Rusya hazırlıksız yakalandı

Son 3 yılda dikkatini Ukrayna, Kafkasya ve Suriye’ye yönelten Rusya ise Panmunjom zirvesine hazırlıksız yakalandı. Her ne kadar Moskova, son dönemde, Doğu Asya’daki toprağı Vladivostok’a askeri güç yığmaya başlamışsa da, bölgedeki iki etkin güç Çin ve ABD’nin gölgesinde kaldı. Halbuki Kuzey Kore’nin kuruluşuna giden yolda, komünist Moskova’nın Pekin’den daha çok emeği geçmişti. Ne var ki ne Rusya eski Rusya’ydı ne de dünya dünde kalmıştı. Ukrayna ve Suriye’de Batılı ülkeler tarafından sıkıştırılan Rusya, kendisine yönelik salvoları savuşturmaya çalışırken, Kore’de tren çoktan perondan ayrılmıştı. 27 Nisan sonrasında Moskova, iki Kore arasındaki görüşmeden duyduğu memnuniyeti, Rusya Devlet Başkanı Vladimir Putin’in Moon Jae-in’le yaptığı görüşmede dile getirdi. Güney Kore tarafının inisiyatifiyle yapıldığı belirtilen telefon görüşmesinde, detaylı bilgilendirme yapılırken, Vladimir Putin, Rusya’nın Güney ve Kuzey Kore arasındaki işbirliğinin gelişmesine yardımcı olmaya hazır olduğunu ilan ediyordu.
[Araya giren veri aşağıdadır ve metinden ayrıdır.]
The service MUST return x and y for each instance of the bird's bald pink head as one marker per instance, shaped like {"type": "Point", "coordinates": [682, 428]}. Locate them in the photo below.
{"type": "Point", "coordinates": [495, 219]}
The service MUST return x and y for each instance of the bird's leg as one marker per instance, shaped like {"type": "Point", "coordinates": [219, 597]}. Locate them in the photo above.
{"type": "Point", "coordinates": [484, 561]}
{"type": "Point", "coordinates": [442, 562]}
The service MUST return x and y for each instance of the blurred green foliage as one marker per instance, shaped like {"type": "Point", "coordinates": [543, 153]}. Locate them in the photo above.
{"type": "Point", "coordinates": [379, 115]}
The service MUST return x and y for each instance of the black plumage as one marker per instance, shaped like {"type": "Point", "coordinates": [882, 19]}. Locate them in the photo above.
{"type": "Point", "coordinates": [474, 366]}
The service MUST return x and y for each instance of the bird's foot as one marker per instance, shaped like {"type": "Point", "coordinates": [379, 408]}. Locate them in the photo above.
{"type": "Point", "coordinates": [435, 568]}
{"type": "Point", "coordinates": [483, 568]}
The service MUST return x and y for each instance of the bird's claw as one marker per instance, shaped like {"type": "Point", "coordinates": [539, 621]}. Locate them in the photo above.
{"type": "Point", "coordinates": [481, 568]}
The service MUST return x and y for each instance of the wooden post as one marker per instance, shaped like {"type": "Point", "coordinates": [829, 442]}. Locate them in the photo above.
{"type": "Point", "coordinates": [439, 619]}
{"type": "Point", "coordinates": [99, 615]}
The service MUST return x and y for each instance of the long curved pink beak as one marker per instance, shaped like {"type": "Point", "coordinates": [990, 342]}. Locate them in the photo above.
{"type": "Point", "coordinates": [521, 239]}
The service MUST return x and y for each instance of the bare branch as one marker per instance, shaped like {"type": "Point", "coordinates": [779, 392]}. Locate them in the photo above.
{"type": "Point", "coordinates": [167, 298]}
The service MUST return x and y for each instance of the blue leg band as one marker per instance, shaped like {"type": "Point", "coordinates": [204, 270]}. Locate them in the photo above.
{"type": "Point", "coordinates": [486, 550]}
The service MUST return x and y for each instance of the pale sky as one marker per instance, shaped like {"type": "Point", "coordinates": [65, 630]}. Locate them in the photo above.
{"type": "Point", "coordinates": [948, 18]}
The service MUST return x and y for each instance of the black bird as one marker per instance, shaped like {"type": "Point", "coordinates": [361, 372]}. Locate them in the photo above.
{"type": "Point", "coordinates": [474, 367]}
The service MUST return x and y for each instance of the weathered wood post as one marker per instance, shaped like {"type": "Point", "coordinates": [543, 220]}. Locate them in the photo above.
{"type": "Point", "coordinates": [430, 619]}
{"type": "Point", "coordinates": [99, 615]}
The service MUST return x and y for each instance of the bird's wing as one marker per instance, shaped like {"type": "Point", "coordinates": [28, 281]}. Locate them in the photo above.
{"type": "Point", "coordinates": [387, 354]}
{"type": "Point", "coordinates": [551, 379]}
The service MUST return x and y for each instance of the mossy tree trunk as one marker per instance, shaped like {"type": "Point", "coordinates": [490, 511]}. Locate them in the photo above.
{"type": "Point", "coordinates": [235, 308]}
Moskova, Kore’de oyun kuruculardan biri değildi.

Gerçek zafer

Sonuç olarak, Kore Yarımadası’nda 27 Nisan itibariyle satranç tahtasındaki tüm taşlar yerinden bir kez daha oynadı. Bu sefer Kuzey ve Güney Kore’nin ritmik adımlar atarak, barışa giden yolda mümkün olduğunca mayınlara minimum temas etmek istedikleri seziliyor. Çin ve ABD ise birbirlerini kollarken, diğer taraftan iki Kore’nin birleşerek kendileri için tehdit oluşturacak bağımsız bir güç olmasını engellemeye yönelik tedbirler almak istediği de seziliyor. Kore’de çok denklemli oyunda, herkes istediğini alacak mı, bunu zaman gösterecek. Anlaşılan o ki hem Kim hem de Moon, Çinli strateji uzmanı Sun Tzu’nun sözünü kulaklarına küpe etmişler: “Gerçek zafer ordular savaşmadığında, şehir kuşatılmadığında, yıkım uzun sürmediğinde yani düşman, stratejilerle alt edildiğinde kazanılır.”